Архитектурный институт стал одним из самых важных периодов в моей жизни. Первой магистральной колеей.
Мне говорили: заодно от армии уйдешь. Потом появилась возможность осесть в Подмосковье. В одном из городов Московской области жили добрые знакомые моих родителей. Были там не последними людьми, со временем обзавелись связями, и в итоге с их подачи меня пригласили туда – жить и работать. Я мог стать в одночасье главным архитектором города. Шутка ли – живописные места Подмосковья, столица рядом, главный архитектор города! Дали бы квартиру, конечно. Жизнь, казалось, уже становилась какой-то человеческой. Налаженной, комфортной.
Помню, ночь провел в раздумьях, почти не спал. И утром сказал «нет». Даже не помню почему. Все было уж чересчур соблазнительно. И я, тем не менее, сказал «нет». Вернулся в Свердловск и сдался в армию. Сам пришел в военкомат и сказал: «Хочу служить в армии».
Несмотря на некоторую спонтанность, даже взбалмошность, для меня это было рациональное, очень трезвое решение. Ведь если не армия, значит, надо идти отрабатывать «молодым специалистом» три года, чтобы получить свободу. И я понял, что мне нужно срочно повернуть в какую-то другую сторону.
В армии мне нужно было служить всего год. Но все равно казалось – новый опыт получу, хоть какая-то польза будет. Ни на секунду не подумалось, что этот путь окажется таким промыслительным. Но не буду забегать вперед.
Я из Свердловска уходил в армию, мама приехала меня провожать, очень несчастная: «Ну что же ты, сын, с ума сошел?» Впрочем, надеялась, что, может, хоть в армии я образумлюсь и вернусь на архитектурную стезю. Очень сокрушалась, ей так нравилось, что ее сын получил такое замечательное образование, стал архитектором, она с гордостью говорила всем: «А мой-то, мой-то…» Особенно тем своим подружкам, которые в свое время (я же ведь родился недоношенным) сетовали: «Эх, Валя, не жилец он у тебя». А я – надо же, архитектором стал! И вдруг это все рушится. Я понимаю, как им больно было – маме и отцу.
Внутренние войска
Конечно, поначалу было тяжко. Каким бы «рациональным» ни было это мое решение, такого я не ожидал. В учебке ты просто не знаешь ни где ты, ни что ты. Носишься, выполняя самые бессмысленные или развеселые приказы; ты – никто. К этому довольно сложно привыкнуть. Ты не просто ноль, а даже отрицательная величина – ведь вокруг пацаны желторотые выполняют те же дуболомные команды, а я все-таки взрослым человеком себя уже чувствовал. Дипломированным архитектором! В 1976 году мне было 24 года. А со мной служила пацанва восемнадцатилетняя.
Но рано или поздно все заканчивается, кончилась и учебка.

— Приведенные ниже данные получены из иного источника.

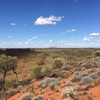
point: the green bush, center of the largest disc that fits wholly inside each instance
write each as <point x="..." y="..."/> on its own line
<point x="41" y="61"/>
<point x="57" y="63"/>
<point x="37" y="72"/>
<point x="46" y="70"/>
<point x="96" y="53"/>
<point x="25" y="96"/>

Меня определили во внутренние войска. Часть наша находилась в Свердловске.
Здесь мне посчастливилось узнать, что за специфический контингент служит во внутренних войсках. Так ведь и служба специфическая, да еще и с оружием. Причем «внутренние войска» – очень широкое понятие. Я служил не просто во внутренних, а в конвойных. К примеру, писатель Сергей Довлатов тоже служил в конвойных, но он на вышке стоял. Ему там конвоировать – плевое дело. А мы развозили по всей стране заключенных в вагонах, которые – оскорбительно для премьер-министра Петра Столыпина – так и назывались столыпинскими. Столыпин-то их придумал совсем для другого. В этом вагоне – купе, только стенки между ними не сплошные, а решетчатые. И если в нормальном купе размещаются по четыре человека, то в столыпинском – человек по 10–15. И еще одни нары сверху. В общем, весь вагон набит людьми.